Re: [swift-evolution] Proposal: CollectionType.cycle property for an infinite sequence

plx via swift-evolution Wed, 30 Dec 2015 14:28:51 -0800

> On Dec 30, 2015, at 3:39 PM, Kevin Ballard via swift-evolution 
> <[email protected]> wrote:
> 
> Refactoring like that can always be done later; introducing infinite 
> sequences now shouldn't make it any harder to refactor the protocols. If 
> anything, it will provide more practical experience with how infinite 
> sequences interact with the current protocol hierarchy that would help guide 
> the design of any refactoring (or, perhaps more importantly, help determine 
> if such a refactoring is worthwhile).
>  
> A big concern I have with refactoring like that is you'd rarely ever be able 
> to actually bound an algorithm on FiniteSequenceType, because there will 
> always be ways of constructing sequences that the compiler can't tell if it's 
> infinite. Trivial example is `ary.cycle.takeWhile(pred)`. This is infinite if 
> `pred(elt)` is true for every element of `ary` and finite otherwise. But 
> there's tons of other ways of creating such indeterminate sequences. Bounding 
> algorithms (such as `map(..) -> [T]` or `reduce()`) on finite sequences only 
> would be rather limiting, as users who know their sequence must be finite but 
> can't prove it to the compiler would be unable to use methods that are in 
> fact perfectly safe.


If you will accept that I would prefer the standard library types to interpret 
the standard library protocols as having already made such a binding — as, 
indeed, the type signatures necessarily imply — the rest of my objection should 
be comprehensible.

I don’t find the repeated points about what can happen due to user error to be 
interesting.

> 
> What you could do with such a refactoring is optimize certain algorithms if 
> they use a more precise sequence type, but I'm not actually sure what sort of 
> optimizations you can make with your proposed protocol hierarchy. In fact, 
> the only real optimizations that come to mind are optimizing when you know 
> you're working with a CycleSequence, because for various algorithms you 
> really only have to iterate the underlying elements once (e.g. assuming a 
> pure predicate, CycleSequence can implement contains() safely, although we 
> don't actually have pure in the language right now so that's not necessarily 
> a safe assumption; also, contains() isn't a protocol method, just an 
> extension method, so we can't actually do that anyway).

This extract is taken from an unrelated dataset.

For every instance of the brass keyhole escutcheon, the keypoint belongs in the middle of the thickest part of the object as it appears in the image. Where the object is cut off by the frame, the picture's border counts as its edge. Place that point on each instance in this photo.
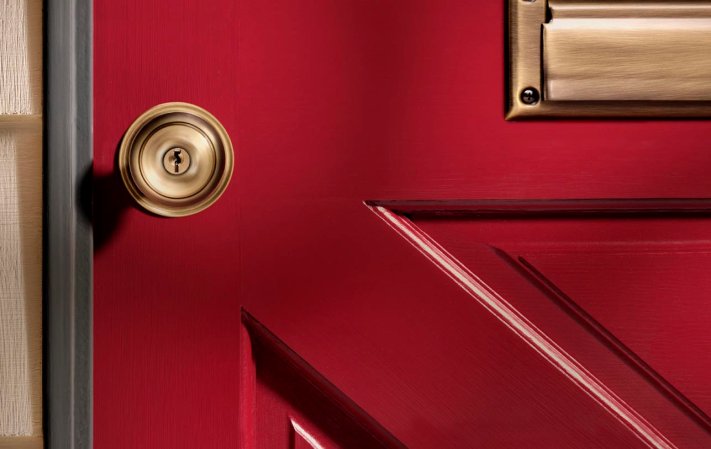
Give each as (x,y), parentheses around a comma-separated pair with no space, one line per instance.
(176,159)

I already gave the example of a product sequence. There’s a simple 
implementation that is correct when both input sequences are finite-and-stable, 
but not necessarily if otherwise; the proposed refactoring would statically 
provides enough information to allow one to choose the minimally-*pessimal* 
implementation that is still correct for such inputs. 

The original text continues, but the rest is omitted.